Spektakl o języku migowym, problemach i codziennych sprawach osób głuchych - "Jeden gest" w reżyserii Wojciecha Ziemilskiego oglądać można od 24 września w warszawskim Nowym Teatrze.
To spektakl o porozumiewaniu się ze światem - ocenił reżyser Wojciech Ziemilski podczas poniedziałkowego spotkania z dziennikarzami w gmachu warszawskiego teatru.
"Dla mnie to spektakl o +miganiu+, świecie języka migowego, który nie jest taki sam, jak świat języka francuskiego, niemieckiego czy polskiego. To świat, który inaczej funkcjonuje, ma inną zmysłowość. Im bardziej się w to wgłębiałem, tym bardziej stało się dla mnie jasne, że jest to idealny środek teatralny: +miganie+, ale też funkcjonowanie osób głuchych w świecie migowym, który wykracza poza sam język. Jest też sposobem odczuwania świata, komunikowania się ze sobą" - podkreślił.
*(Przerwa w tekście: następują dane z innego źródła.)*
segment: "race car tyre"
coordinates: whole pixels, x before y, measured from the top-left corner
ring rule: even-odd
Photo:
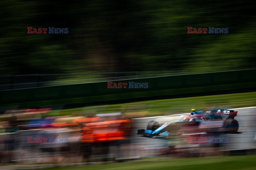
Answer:
[[[147,126],[147,130],[151,130],[152,131],[154,131],[157,128],[160,126],[160,124],[158,122],[155,121],[151,121],[148,123]]]
[[[229,133],[235,133],[238,131],[239,124],[236,120],[227,119],[225,123],[225,128]]]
"Dowiadujemy się czegoś nowego. Sądzę, że niewielu słyszących miało okazję z tak bliska przyglądać się osobom +migającym+. Mówi się, że nie wypada - więc tu wypada. Cel spektaklu nie jest jednak pedagogiczny - chcemy stworzyć piękny, ważny spektakl. Dzięki czwórce fenomenalnych aktorów to się chyba udaje. To ich zasługa - ich życiorysów, osobowości i tego, jak pięknie +migają+" - powiedział reżyser. Jak podkreślił, język migowy nabiera w konwencji teatralnej walorów estetycznych, przypomina wręcz taniec. "Można +migać+ na bardzo różne sposoby. Każda osoba robi to inaczej. To widać od pierwszego momentu. Te różnice są fascynujące" - dodał.
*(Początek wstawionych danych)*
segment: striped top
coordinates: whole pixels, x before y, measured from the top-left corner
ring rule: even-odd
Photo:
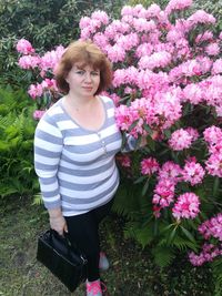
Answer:
[[[100,96],[105,110],[101,129],[80,126],[65,112],[62,99],[40,120],[34,135],[34,167],[47,208],[79,215],[108,203],[119,185],[115,154],[122,137],[111,99]],[[131,139],[132,140],[132,139]],[[134,147],[129,141],[128,149]]]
Ziemilski zauważył, że nie ma w Polsce rynku zawodowych aktorów z dysfunkcją słuchu. "Trójka z czterech aktorów, występujących w tym spektaklu, gra w teatrze amatorskim w Polskim Związku Głuchych. Przez to są przyzwyczajeni do bycia na scenie. Moim zdaniem - jest to odważna teza, ale jestem do niej przekonany - głusi mają łatwiej dlatego, że w naturalny sposób skupiają się na swoim przekazie i szukają odbiorcy, czego słyszący nie robią".
Spektakl prezentuje codzienne sprawy i trudności, z jakimi mierzą się osoby głuche, np. w trakcie wizyty u lekarza czy w administracji publicznej. W pewnym momencie przedstawienia na ekranie pojawia się napis: "Społeczność Głuchych nie jest ze sobą pogodzona. Chcemy się z wami podzielić problemami i konfliktami, które nas najbardziej martwią". Jak ocenił reżyser, w trakcie spektaklu dowiadujemy się o tym, jak wygląda życie osób głuchych, jakie mają problemy. "Ale muszę zaznaczyć, że to nie jest spektakl integracyjny. Nie chodzi o opowiadanie ckliwych historii, zwłaszcza, że mają oni do pokazania więcej, niż tylko to, że jest ciężko. Każdy sobie wyobraża, że jest ciężko, ale oprócz tego jest też pięknie, wspaniale i zupełnie inaczej, niż w świecie słyszących" - mówił.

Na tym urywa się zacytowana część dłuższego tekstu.